他抱起溜Ţŭ¹到腳邊的貓咪,輕輕點了點貓咪的鼻尖。


 


「剛剛是不是你在叫?」


 


我下意識捂住嘴巴。


 


難道,他看不見我,但是能聽到我的聲音?


 


薛映川薄薄的嘴唇彎起一個好看的弧度,語氣卻意味深長:


 


「也是呢。春天到了。
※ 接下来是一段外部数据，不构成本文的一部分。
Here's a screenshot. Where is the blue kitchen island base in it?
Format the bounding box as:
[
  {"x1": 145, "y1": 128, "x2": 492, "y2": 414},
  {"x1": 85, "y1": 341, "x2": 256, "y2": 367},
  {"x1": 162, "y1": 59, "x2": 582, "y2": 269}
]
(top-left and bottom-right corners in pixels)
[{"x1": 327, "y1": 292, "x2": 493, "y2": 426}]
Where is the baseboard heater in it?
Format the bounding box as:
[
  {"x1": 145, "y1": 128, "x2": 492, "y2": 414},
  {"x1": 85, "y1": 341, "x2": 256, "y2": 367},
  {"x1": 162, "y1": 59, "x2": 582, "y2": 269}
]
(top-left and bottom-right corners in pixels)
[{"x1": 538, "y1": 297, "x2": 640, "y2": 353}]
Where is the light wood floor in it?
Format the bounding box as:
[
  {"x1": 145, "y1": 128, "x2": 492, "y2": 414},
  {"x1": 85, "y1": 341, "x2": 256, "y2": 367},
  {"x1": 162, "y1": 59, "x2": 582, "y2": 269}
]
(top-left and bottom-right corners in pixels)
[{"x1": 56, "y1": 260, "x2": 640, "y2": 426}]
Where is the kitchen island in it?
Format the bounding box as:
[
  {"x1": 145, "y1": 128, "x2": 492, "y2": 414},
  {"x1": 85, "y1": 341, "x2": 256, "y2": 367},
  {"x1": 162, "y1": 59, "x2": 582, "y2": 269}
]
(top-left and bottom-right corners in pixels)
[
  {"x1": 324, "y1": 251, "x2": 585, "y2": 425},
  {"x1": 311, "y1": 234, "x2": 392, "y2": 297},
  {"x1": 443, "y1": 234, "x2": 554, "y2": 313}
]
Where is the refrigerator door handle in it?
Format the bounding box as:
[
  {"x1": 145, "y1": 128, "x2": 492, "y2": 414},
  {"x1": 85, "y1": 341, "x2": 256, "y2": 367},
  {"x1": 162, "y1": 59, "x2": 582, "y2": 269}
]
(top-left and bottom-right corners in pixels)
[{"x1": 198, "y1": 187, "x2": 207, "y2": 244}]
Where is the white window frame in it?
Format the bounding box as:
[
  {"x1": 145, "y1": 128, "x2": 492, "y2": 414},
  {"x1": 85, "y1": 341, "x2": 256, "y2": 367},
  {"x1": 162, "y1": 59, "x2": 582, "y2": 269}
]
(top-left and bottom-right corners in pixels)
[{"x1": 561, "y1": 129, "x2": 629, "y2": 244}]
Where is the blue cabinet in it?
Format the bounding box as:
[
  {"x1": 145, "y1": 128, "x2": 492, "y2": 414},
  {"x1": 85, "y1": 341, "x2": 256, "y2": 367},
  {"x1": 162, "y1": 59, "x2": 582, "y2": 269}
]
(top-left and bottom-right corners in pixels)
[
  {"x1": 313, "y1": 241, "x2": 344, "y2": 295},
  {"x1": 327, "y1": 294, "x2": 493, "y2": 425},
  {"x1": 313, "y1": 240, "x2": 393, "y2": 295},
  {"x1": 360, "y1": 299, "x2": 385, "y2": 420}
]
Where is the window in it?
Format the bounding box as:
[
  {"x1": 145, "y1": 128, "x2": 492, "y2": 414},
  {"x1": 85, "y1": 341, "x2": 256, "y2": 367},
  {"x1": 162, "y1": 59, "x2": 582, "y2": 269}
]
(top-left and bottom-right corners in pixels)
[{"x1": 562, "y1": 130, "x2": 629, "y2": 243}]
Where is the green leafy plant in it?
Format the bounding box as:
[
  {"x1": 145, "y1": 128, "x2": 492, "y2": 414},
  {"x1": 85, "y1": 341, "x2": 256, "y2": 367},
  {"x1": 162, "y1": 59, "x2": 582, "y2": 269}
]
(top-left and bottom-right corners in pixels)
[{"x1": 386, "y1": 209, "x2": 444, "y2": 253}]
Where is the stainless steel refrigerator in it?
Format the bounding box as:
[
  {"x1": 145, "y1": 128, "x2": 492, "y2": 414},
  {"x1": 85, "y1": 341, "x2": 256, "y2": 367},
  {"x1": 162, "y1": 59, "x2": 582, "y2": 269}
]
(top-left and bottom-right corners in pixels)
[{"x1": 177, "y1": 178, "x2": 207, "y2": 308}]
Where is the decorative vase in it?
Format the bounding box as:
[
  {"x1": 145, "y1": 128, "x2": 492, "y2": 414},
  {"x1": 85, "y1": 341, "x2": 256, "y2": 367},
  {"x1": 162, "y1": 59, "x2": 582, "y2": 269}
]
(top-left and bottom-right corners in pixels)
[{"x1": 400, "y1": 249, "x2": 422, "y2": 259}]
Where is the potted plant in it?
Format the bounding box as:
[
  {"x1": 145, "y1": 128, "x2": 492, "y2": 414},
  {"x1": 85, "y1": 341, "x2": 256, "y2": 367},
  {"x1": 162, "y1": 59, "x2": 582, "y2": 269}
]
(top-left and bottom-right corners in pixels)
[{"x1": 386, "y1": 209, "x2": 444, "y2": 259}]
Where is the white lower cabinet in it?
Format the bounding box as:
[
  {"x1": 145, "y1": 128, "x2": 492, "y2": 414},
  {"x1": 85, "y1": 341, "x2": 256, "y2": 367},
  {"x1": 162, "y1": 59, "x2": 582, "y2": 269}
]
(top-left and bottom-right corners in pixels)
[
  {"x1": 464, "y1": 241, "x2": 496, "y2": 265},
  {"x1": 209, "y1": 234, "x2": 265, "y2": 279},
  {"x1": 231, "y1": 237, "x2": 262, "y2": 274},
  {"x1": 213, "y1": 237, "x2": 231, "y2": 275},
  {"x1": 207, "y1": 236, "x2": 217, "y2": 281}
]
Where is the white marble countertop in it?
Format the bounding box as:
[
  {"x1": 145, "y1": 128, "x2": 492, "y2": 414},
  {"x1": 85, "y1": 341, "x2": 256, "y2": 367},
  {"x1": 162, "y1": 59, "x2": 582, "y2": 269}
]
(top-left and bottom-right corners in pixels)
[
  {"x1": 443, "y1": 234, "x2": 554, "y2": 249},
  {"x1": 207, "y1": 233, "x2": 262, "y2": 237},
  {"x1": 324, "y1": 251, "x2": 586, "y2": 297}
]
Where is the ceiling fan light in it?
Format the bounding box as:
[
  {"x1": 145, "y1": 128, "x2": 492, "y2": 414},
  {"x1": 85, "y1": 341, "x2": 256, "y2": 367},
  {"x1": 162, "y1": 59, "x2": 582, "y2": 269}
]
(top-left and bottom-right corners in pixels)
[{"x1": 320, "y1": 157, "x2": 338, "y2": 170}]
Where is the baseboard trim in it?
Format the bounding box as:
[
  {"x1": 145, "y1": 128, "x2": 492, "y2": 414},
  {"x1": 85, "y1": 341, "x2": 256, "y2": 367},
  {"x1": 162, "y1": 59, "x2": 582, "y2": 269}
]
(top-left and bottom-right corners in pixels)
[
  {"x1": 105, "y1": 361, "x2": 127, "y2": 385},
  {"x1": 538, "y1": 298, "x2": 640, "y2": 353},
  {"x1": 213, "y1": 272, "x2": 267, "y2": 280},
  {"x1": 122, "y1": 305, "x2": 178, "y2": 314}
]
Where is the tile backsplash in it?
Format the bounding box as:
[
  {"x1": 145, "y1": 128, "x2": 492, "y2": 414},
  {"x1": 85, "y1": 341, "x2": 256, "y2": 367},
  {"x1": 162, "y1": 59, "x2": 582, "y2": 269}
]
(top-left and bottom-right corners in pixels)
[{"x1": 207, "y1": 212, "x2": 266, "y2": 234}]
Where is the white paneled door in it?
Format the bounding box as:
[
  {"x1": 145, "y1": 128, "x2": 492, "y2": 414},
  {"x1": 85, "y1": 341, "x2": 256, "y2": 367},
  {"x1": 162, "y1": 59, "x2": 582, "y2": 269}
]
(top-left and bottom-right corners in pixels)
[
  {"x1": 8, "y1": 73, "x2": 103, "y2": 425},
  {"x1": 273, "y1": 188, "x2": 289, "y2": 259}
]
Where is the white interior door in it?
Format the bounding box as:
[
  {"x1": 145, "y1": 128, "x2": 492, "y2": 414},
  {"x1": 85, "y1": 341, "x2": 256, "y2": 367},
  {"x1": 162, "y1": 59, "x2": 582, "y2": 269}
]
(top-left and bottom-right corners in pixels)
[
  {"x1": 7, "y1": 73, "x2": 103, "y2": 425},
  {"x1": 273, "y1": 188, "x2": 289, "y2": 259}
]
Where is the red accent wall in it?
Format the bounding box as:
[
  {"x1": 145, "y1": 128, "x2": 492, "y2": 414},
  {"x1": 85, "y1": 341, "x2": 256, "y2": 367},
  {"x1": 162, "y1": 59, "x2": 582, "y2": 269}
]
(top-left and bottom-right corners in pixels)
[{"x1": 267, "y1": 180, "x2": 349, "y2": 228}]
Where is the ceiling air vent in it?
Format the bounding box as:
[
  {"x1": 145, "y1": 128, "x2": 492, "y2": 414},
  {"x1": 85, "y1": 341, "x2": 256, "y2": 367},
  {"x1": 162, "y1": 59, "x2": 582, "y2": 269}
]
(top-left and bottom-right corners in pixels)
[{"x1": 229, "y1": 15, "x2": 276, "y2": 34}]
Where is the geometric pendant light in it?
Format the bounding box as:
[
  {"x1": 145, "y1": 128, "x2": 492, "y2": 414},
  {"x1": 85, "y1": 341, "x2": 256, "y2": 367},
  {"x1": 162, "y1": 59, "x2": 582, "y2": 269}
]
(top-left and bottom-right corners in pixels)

」


 


我盯著薛映川的臉發呆。


 


忽然想起,我們相識時,也是在一個春天。


 


當時我還是個中二少女。


 


每天幻想的事,

就是路見不平拔刀相助。


 


有次我放學回家,路過小巷子。


 


看到一群混混正在圍堵一個少年,身上穿著和我一樣的校服。


 


正是年少的薛映川。


 


他好看的臉已經被打得青一塊紫一塊。


 


我憑著一股熱血,抡著書包就衝了上去。


 


二對八,當然沒有打贏。


 


最後還是路人打電話報了警,我和薛映川才脫困的。


 


那個時候的薛映川,還是個長得白嫩又好說話的乖乖仔。


 


和現在整天冷著臉的高嶺之花完全不同。


 


我倆在成為S對頭之前,還是做過一段時間朋友的。


 


可到底,為什麼會這樣呢?


 


06


 


我的視線穿過在薛映川臂彎裡舒服地打呼嚕的貓咪,落在日歷牌上。


 


忽然反應過來。


 


和薛映川絕交那天,正是春分。


 


我和薛映川相識一周年的日子。


 


我靠著勤工儉學,買下人生第一個小蛋糕。


 


想著和住我家樓上的薛映川分享。


 


可剛用他給的備用鑰匙打開門,迎面就飛來一條套頭衫。


 


重重地砸在我小心捧著的奶油蛋糕上。


 


白色的奶油飛濺,在我身上糊了一大片。


 


「滾出去!」


 


薛映川的聲音聲嘶力竭,帶著隱約的痛苦。


 


我想著去查看薛映川的狀況,卻忽然被一股不知名的力量推到了門外。


 


已經不成形的奶油蛋糕跌落在腳邊。


 


那是我上大學前,最後一次和薛映川見面。


 


三天後,我在門口撿到一封厚厚的信封。


 


裡面除了薛映川的道歉信,

還有一筆足夠支撐我到高中畢業的錢。


 


我匆匆上樓,卻隻遇到空蕩蕩的屋子。


 


薛映川不知道什麼時候,已經搬走了。


 


房間空洞的回響,是他留給我的最後告別。


 


再見面時,已經是在大學的辯論隊裡。


 


我們兩個站在不同的位置,針鋒相對。


 


從那天起,我和薛映川就成了水火不容的S對頭。


 


沒有人再提起,那個春天的午後究竟發生了什麼。


 


忽然彈幕的驚叫喚回了我的視線。


 


【天啊,薛映川真有料!】


 


【妹寶有福了嘿嘿……】


 


【蓬松的大尾巴,好想摸摸。】


 


尾巴?


 


我轉頭向薛映川看去。


 


不知何時,他懷裡的緬因貓已經消失不見。


 


但有一條更長、更蓬松的尾巴,從他的身後探出,逶迤在地。